A finite element model, where a non-conforming quadrilateral element is utilized, capable of analyzing the dynamic nonlinear behavior in a biaxial stress field of unreinforced masonry panels is presented. For the material, the linear elastic-plastic constitutive law is adopted. The formulation for the linear element and the extension for the linear elastic-plastic element are proposed. The solution is carried out by a direct step by step integration procedure in time domain, based on the Newmark method of the equilibrium equations, inclusive of inertial and damping actions, the latter evaluated using the Rayleigh hypothesis.
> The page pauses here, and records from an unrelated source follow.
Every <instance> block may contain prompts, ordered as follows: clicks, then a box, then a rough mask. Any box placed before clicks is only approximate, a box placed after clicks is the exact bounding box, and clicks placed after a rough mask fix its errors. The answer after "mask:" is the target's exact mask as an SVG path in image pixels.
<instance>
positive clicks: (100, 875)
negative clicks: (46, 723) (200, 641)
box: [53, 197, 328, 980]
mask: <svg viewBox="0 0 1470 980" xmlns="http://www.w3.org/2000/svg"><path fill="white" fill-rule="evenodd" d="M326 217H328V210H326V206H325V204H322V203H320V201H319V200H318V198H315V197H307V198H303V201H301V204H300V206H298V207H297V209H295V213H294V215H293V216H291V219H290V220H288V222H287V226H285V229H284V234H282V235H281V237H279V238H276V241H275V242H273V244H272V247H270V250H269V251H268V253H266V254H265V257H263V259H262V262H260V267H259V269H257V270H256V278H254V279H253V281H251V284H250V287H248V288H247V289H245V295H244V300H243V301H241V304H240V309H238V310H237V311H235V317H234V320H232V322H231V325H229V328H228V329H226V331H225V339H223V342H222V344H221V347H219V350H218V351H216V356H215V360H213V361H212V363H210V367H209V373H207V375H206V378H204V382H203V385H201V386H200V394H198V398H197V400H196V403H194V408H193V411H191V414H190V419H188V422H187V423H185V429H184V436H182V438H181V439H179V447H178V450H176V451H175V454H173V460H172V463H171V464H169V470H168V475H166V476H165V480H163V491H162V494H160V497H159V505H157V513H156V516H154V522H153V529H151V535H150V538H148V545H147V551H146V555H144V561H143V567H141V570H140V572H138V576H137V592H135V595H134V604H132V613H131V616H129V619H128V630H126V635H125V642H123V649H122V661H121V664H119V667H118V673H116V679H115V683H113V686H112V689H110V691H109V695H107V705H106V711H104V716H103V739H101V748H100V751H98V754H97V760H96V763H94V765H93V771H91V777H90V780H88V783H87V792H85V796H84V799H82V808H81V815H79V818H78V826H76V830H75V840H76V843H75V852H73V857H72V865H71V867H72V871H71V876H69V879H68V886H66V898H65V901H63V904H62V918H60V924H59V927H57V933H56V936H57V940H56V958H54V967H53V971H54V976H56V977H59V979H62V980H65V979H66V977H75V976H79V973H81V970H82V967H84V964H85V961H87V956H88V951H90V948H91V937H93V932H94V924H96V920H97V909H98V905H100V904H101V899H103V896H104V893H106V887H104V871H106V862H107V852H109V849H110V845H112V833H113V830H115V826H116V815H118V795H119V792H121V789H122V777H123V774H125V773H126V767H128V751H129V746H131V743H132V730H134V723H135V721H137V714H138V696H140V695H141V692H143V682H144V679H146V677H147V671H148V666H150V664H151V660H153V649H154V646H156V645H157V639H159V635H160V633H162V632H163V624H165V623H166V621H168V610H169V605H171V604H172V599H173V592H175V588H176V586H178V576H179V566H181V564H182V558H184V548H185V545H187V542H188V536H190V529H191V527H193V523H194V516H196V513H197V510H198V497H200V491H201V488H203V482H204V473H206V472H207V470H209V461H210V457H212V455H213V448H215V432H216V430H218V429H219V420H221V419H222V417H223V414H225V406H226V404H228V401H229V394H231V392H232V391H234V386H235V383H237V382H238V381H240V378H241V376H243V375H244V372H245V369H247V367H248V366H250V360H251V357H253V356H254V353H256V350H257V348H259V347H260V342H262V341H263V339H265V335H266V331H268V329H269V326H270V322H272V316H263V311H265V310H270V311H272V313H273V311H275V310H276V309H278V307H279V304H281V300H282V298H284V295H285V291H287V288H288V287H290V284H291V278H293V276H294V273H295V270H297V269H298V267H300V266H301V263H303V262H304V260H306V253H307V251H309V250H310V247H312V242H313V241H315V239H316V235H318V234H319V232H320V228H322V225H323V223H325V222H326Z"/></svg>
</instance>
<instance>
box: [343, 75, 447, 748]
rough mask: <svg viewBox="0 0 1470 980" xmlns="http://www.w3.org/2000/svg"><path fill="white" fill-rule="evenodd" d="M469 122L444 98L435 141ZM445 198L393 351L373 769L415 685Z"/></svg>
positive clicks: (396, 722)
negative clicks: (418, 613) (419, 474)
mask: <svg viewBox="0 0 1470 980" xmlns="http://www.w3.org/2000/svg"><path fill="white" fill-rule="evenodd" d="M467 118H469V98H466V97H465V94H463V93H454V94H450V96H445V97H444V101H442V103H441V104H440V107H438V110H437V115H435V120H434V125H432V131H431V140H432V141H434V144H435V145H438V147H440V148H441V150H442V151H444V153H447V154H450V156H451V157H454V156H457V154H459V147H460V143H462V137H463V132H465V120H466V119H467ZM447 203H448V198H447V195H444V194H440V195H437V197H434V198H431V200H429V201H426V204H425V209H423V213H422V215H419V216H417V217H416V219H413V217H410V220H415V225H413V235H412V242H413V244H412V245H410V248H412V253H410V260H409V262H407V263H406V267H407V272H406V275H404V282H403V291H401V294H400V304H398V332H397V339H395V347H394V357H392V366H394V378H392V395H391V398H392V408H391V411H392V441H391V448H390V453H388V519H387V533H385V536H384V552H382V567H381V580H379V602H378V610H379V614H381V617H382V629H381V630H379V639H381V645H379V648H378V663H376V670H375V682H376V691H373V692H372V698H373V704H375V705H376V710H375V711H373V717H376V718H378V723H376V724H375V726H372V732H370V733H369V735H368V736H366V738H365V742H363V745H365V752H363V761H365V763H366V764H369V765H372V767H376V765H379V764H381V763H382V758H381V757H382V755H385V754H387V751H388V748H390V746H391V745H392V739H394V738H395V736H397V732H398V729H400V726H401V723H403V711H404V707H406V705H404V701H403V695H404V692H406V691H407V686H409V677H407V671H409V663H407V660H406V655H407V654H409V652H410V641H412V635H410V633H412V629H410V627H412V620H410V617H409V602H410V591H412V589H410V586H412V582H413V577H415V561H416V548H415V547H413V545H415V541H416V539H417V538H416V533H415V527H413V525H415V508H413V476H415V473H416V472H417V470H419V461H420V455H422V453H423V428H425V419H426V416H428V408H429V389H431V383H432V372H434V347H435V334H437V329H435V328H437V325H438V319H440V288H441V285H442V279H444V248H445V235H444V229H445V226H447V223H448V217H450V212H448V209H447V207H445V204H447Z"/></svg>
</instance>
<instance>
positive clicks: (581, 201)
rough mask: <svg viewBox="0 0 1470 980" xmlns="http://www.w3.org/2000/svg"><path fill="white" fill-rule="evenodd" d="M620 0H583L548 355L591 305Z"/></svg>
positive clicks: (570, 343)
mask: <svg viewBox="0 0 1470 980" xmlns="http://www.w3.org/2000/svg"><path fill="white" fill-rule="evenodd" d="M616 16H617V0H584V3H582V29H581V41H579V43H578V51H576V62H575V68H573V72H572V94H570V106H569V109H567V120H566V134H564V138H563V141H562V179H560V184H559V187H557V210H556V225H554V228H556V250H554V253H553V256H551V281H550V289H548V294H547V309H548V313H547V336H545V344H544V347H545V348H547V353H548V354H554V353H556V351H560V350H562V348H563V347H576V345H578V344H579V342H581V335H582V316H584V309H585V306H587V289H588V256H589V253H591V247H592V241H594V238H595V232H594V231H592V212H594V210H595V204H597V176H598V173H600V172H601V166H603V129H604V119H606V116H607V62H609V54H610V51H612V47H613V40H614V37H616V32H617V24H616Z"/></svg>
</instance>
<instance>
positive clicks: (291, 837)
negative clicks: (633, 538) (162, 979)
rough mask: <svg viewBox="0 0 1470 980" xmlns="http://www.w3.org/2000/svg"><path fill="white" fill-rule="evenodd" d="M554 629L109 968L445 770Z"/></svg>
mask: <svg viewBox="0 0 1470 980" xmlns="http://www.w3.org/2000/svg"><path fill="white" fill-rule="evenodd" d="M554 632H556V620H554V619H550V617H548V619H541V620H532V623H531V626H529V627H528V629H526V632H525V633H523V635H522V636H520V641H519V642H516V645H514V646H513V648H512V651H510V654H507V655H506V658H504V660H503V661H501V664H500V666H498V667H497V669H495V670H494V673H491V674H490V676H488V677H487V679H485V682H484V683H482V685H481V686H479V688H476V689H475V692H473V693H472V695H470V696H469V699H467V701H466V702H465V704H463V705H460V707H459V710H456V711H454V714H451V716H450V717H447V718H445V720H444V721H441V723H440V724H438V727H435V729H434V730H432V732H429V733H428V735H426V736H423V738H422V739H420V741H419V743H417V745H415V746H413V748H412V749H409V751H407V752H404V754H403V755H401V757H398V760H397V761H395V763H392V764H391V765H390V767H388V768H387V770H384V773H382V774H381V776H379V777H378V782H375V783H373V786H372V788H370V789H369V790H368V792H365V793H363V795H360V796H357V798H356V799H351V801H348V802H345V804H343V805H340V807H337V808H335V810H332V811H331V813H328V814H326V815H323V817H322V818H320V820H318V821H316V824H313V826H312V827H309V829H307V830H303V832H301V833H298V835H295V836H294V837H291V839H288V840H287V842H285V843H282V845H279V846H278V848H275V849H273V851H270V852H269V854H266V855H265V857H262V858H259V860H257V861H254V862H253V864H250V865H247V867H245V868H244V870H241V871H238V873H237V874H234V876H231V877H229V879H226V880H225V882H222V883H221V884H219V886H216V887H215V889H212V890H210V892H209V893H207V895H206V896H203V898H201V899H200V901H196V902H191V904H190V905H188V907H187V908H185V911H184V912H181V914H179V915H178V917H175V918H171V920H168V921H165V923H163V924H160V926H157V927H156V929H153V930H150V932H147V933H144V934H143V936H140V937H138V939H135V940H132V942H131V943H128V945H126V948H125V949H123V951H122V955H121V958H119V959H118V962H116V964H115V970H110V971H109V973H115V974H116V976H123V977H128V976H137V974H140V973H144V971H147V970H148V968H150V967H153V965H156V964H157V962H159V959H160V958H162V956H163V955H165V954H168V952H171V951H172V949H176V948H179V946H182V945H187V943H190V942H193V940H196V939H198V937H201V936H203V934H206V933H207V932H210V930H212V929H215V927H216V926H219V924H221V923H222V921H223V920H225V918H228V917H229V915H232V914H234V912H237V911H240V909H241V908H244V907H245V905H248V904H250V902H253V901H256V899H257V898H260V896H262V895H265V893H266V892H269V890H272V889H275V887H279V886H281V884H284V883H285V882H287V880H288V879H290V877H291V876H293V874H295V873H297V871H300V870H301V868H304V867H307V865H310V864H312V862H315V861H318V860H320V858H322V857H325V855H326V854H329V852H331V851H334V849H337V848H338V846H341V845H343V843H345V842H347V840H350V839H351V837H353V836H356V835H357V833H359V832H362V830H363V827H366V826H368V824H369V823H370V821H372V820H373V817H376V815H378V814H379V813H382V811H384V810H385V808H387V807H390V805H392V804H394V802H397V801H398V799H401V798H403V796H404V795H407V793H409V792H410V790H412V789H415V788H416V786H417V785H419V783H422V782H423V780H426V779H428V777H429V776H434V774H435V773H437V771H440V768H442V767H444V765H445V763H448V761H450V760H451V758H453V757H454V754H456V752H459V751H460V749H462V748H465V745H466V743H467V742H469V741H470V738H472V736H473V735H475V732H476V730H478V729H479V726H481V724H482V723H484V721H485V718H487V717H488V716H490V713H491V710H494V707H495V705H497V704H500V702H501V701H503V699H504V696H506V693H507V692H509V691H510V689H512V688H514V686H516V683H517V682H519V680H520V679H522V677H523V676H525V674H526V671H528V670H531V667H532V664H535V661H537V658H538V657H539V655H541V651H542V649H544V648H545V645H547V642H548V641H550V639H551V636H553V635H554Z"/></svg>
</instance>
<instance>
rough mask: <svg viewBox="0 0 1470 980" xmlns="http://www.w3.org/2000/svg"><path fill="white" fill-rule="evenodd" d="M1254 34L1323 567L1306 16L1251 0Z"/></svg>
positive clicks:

The procedure was implemented in a computer program and verified by the analysis of an unreinforced masonry shear panel, the dynamic behavior of which was analyzed experimentally [1, 2]. The comparisons between the numeric results and laboratory test measurements show good agreement, proving the good performance of the non-conforming quadrilateral element also for time-dependent and markedly nonlinear analyses. In addition, the case of Parma Cathedral Bell-Tower subjected to a dynamic excitation available in literature, was analyzed using the proposed model. The same case was approached by a reliable finite element code [3], using quadratic serendipity elements and a more dense mesh than in the previous analysis. The results, in terms of kinematic parameters, stress and strain fields, etc. obtained by the two models, agree, proving that the use of a non-conforming quadrilateral element leads to analyses which are computationally economical and simple to use in input.